A widespread Microsoft outage is affecting Australia’s supermarkets, banks, telecommunications companies.

There are also reports of outages in Japan and the United States.

The ongoing widespread outage is reportedly related to US-based cybersecurity provider CrowdStrike. Its ‘Falcon sensor’ is installed on many business computers to gather security data.

In a statement to Ticker News, StickmanCyber said:

“Multiple StickmanCyber security engineering and our 24×7/365 security operations teams across the country support reports that this outage is related to a CrowdStrike update. 
 
“It is our understanding that any business running versions 7.15 and 7.16 are affected by the outage, but 7.17 seems to be ok. We are waiting on official advisory from CrowdStrike on these findings but doing our best to help affected customers. It’s a lesson to always update your software, but obviously this is an extreme example. IT security tools are all designed to ensure that companies can continue to operate in the worst-case scenario of a data breach, so to be the root cause of a global IT outage is an unmitigated disaster.
 
“Crowdstrike support is offering a workaround to customers. It claims users may be able to fix the issue by booting windows in safe mode or in the Windows Recovery Environment and deleting a file named “C-00000291*.sys”.   

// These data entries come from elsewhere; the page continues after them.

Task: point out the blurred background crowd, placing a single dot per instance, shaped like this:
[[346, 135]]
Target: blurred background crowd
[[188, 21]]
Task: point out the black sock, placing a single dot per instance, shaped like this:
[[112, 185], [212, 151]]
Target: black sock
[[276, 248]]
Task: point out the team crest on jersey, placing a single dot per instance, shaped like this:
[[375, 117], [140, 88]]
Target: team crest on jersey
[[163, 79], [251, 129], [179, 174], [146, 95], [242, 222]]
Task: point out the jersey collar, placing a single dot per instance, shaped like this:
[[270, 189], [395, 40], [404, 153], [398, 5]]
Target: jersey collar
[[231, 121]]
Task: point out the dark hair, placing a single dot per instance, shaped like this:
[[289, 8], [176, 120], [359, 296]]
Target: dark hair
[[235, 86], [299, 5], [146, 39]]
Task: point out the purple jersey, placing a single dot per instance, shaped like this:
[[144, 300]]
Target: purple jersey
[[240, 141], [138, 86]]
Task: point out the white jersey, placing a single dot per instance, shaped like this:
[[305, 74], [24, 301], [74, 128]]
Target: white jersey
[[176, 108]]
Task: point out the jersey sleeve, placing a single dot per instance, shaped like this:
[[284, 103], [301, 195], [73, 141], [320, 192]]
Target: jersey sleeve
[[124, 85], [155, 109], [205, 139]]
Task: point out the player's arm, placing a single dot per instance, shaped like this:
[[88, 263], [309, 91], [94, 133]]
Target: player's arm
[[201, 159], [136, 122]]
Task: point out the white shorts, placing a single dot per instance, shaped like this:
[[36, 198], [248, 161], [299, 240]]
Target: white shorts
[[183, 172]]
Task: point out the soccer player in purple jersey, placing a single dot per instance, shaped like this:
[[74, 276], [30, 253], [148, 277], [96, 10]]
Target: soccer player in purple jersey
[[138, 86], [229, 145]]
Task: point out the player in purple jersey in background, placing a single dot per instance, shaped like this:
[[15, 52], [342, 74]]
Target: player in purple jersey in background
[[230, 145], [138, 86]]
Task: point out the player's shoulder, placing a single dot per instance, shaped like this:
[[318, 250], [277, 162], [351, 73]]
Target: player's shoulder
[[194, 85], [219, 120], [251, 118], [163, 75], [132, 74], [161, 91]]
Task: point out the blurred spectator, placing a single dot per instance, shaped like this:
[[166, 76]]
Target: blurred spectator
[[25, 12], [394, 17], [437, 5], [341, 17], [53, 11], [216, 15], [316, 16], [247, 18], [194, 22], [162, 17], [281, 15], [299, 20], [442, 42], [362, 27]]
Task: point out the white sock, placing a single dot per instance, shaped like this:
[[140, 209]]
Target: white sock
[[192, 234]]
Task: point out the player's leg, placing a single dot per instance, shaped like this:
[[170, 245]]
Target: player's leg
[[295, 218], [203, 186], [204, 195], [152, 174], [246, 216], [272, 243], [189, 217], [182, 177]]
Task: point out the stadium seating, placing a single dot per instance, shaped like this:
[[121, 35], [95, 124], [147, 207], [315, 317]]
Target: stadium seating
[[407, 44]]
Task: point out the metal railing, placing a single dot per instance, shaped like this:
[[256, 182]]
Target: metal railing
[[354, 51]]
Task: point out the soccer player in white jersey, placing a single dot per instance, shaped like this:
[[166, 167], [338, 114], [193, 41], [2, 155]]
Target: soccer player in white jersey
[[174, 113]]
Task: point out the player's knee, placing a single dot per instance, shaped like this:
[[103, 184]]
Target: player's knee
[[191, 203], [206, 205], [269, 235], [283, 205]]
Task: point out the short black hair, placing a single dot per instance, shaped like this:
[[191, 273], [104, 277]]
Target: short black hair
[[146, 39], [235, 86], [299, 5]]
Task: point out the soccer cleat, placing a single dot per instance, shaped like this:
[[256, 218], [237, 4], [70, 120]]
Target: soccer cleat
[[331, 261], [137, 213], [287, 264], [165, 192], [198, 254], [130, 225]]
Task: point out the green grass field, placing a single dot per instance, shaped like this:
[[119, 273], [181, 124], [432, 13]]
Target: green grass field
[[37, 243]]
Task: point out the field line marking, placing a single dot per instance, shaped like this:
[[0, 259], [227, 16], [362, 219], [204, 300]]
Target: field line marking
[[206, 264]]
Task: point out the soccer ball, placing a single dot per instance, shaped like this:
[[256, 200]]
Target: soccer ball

“CrowdStrike is aware of reports of crashes on Windows hosts related to the Falcon sensor,” the company said in a statement on its website.

“Symptoms include hosts experiencing a bugcheck\blue screen error related to the Falcon sensor. Our engineering teams are actively working to resolve this issue and there is no need to open a support ticket.

“Status updates will be posted below [on the Microsoft websit€0 as we have more information to share, including when the issue is resolved.”

Laptops down

Thousands of users across the world reported problems with Microsoft services to Downdector.com, a website that tracks service disruptions.

Microsoft laptops suddenly restarted across Australia on Friday afternoon.

Outage website Downdetector shows issues across companies including NAB, Bendigo Bank, Telstra, CBA, Google.

Microsoft response

As users take to social media to complain, Microsoft reported a service outage for its Microsoft 365 apps and services, affecting businesses and users across the world.

“We’re investigating an issue impacting users ability to access various Microsoft 365 apps and services,” Microsoft 365 Status said on X early Friday.

Microsoft didn’t respond immediately to a request for comment.

Frontier airlines

 

The outage forced low-cost airline Frontier to cancel some flights. “Our systems are currently impacted by a Microsoft outage, which is also affecting other companies,” Frontier said in a statement. “We appreciate your patience.” The carrier said it would offer refunds to affected passengers.

The Federal Aviation Administration said Frontier asked it to pause the airline’s departures across the U.S. Thursday night. The ground stop was later lifted. 

 

 

 

 

 

 

It said it is “observing a positive trend in service availability” as it continues to mitigate the problem.